Morphine sulfate relieves pain by stimulating the mu opiate receptors in the CNS; it also causes respiratory depression, peripheral vasodilation, inhibition of intestinal peristalsis, and stimulation of chemoreceptors that cause vomiting and increase bladder tone. Contraindications include acute asthma, upper airway blockage, hypersensitivity to opiates, and diarrhea resulting from poisoning or toxins.

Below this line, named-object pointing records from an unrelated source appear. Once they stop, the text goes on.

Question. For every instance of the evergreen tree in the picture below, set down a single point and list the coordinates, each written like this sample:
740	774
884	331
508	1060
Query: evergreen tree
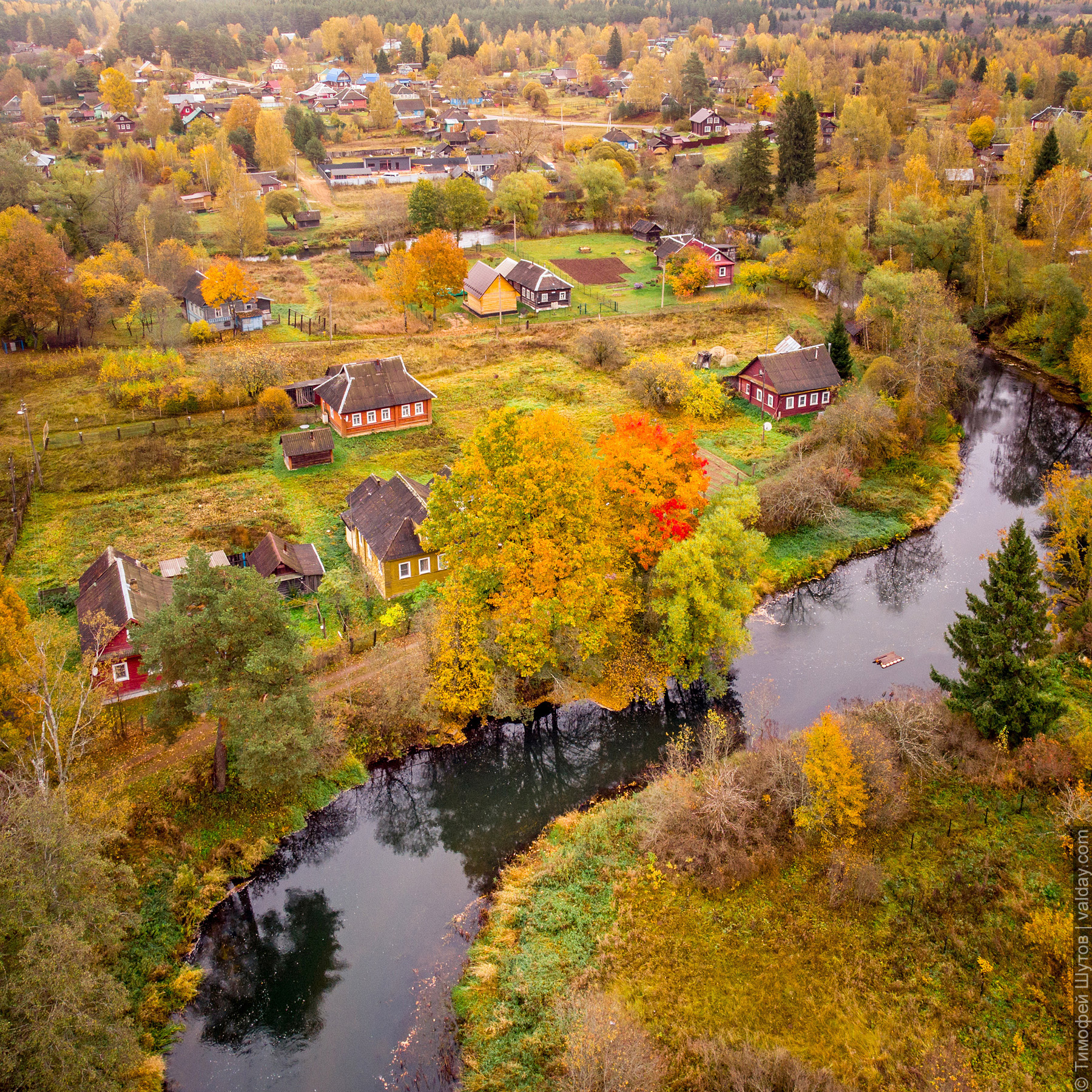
838	337
797	125
695	84
614	49
1004	684
755	170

Generally, severe pain from trauma, burns, and post surgery is treated by injection of strong opioids such as morphine or fentanyl. Mild inflammatory pain such as arthritis is treated by NSAIDs supplemented with weak opiods such as codeine, or pentazocine given orally. Severe cancer pain, arthritis or back pain is treated with strong opioids given by injection or epidurally. Patient controlled analgesia (PCA) systems can be used post operatively. Chronic neuropathic pain does not usually respond well to opioids and may be treated with cannabis preparations in states that allow its use. An epidemic of opioid overdose deaths is, in part, caused by an overuse of opioid prescriptions, and the CDC issued its opioid prescribing guidelines in an attempt to decrease problems related to opioid use.